研究内容

 脳卒中モデル動物を用いた脳修復機構の研究

 脳は常に酸化ストレスや虚血、炎症によるストレスにさらされ、脆弱な神経細胞の生存がおびやかされている。神経細胞を保護し助けるグリアが様々なストレスによる神経傷害を軽減し、神経修復・再生の鍵を握る。脳卒中梗塞巣の変性過程で一過性に現れる神経幹細胞に注目し、脳の修復機構の解明を目指す。変性/修復過程における血管変性・再生と、神経細胞・グリア細胞の新生・分化・生存の機構を解析する。

 軸索ガイダンス因子セマフォリンの中枢神経系の髄鞘形成における役割

中枢神経系における髄鞘形成の遅延は小児の精神・神経発達遅延をもたらし、その変性が統合失調症などの様々な神経精神疾患の病態に関連することが示されている。私達は、セマフォリン分子の髄鞘形成への関与と分子機構を解析する。

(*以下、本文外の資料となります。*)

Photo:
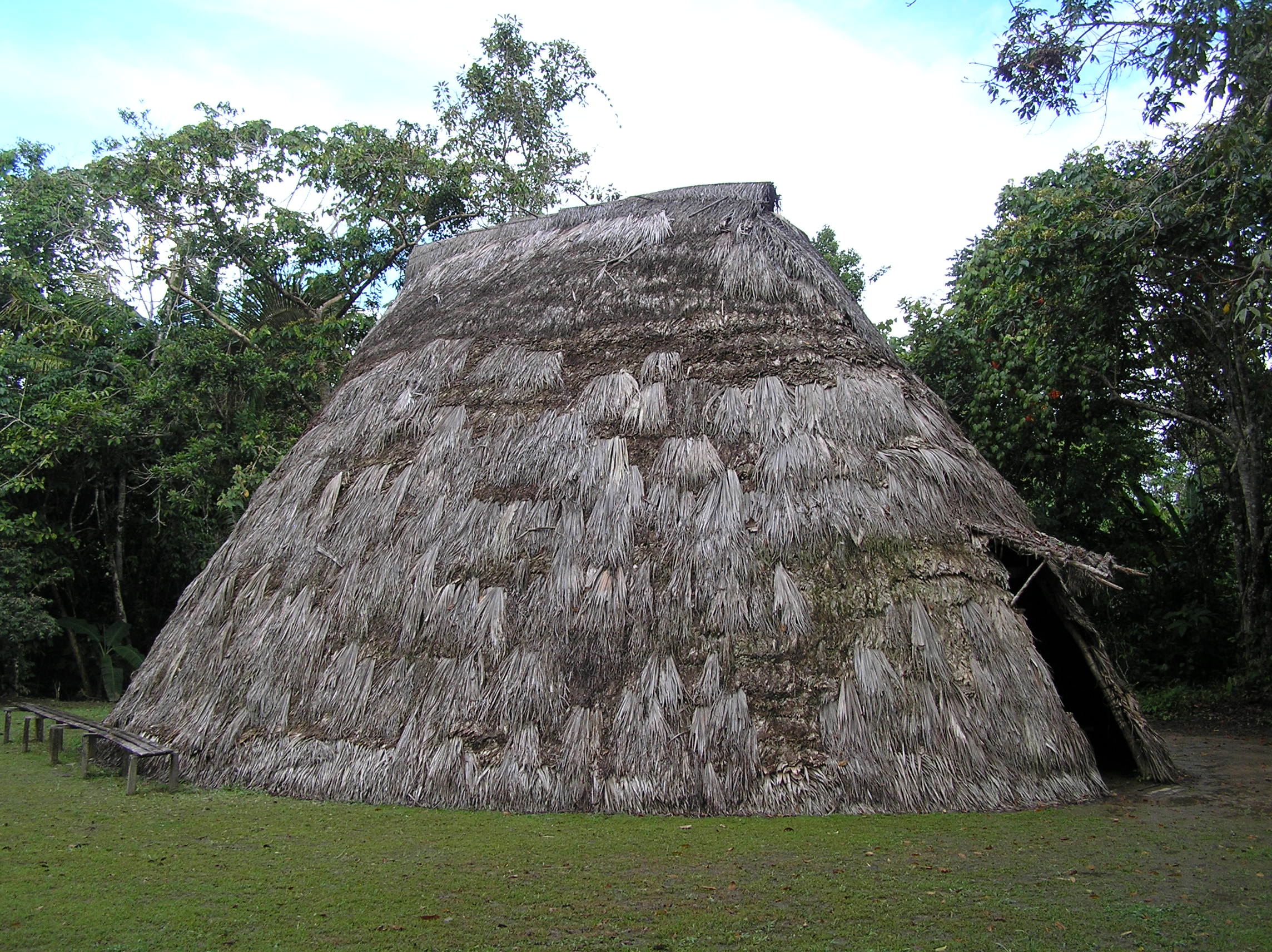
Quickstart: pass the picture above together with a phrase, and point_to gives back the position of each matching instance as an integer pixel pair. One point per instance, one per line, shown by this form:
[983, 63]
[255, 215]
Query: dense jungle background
[173, 312]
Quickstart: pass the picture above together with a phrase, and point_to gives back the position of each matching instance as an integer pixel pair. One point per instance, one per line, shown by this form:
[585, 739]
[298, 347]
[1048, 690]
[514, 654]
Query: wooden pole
[86, 752]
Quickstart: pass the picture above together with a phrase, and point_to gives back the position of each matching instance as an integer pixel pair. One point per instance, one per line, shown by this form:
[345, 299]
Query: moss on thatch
[630, 508]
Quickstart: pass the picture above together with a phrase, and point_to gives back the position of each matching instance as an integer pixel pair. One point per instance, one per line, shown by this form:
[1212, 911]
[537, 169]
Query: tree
[1103, 348]
[1054, 56]
[176, 311]
[1180, 232]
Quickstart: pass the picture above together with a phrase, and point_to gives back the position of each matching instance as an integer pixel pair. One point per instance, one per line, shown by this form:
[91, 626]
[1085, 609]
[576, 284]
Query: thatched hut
[630, 508]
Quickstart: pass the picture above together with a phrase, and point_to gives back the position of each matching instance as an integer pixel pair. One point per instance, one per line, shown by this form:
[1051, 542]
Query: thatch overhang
[631, 508]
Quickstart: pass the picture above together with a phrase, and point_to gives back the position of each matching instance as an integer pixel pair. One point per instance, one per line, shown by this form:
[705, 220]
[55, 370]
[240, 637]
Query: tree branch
[1218, 432]
[210, 314]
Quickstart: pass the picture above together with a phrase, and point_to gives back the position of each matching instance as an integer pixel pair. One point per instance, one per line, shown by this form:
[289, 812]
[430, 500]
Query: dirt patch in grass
[1153, 867]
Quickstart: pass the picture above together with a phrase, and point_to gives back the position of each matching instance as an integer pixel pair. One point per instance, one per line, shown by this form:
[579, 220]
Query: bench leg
[86, 752]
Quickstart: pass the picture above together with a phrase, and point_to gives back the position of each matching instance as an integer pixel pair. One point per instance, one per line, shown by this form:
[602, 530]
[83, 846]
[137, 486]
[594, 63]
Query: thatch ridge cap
[762, 194]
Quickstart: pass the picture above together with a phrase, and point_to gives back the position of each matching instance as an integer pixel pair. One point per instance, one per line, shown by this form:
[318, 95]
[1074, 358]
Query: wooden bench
[135, 746]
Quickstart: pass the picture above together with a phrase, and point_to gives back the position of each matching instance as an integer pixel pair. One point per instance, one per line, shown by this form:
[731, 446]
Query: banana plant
[112, 644]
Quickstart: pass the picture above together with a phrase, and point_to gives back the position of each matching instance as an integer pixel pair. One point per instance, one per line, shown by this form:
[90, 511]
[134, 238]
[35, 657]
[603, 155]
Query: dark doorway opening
[1078, 685]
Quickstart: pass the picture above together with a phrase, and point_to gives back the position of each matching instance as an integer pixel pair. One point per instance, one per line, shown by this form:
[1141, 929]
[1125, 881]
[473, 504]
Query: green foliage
[1089, 348]
[1055, 56]
[111, 643]
[505, 122]
[24, 620]
[845, 262]
[173, 314]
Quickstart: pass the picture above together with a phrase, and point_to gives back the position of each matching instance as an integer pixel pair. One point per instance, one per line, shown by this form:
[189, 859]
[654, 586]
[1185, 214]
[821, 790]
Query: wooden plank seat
[135, 746]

 髄鞘形成関連シグナル分子RhoGEF10の細胞骨格制御の分子機構

RhoGEF10は細胞骨格を制御する低分子GTP結合蛋白質Rhoの活性化分子で髄鞘形成に関わる。同分子の細胞内物質輸送・細胞極性における役割、細胞運動制御への関わりを解析する

 寿命・老化関連インシュリンシグナル転写因子の脳と血管系における機能

インシュリンシグナル転写因子が無いと血管新生が上手くいかず、胎生致死になる。同因子の血管新生における機能について解析する。また、覚醒剤による神経細胞の遺伝子発現変化への同分子の介在について解析する。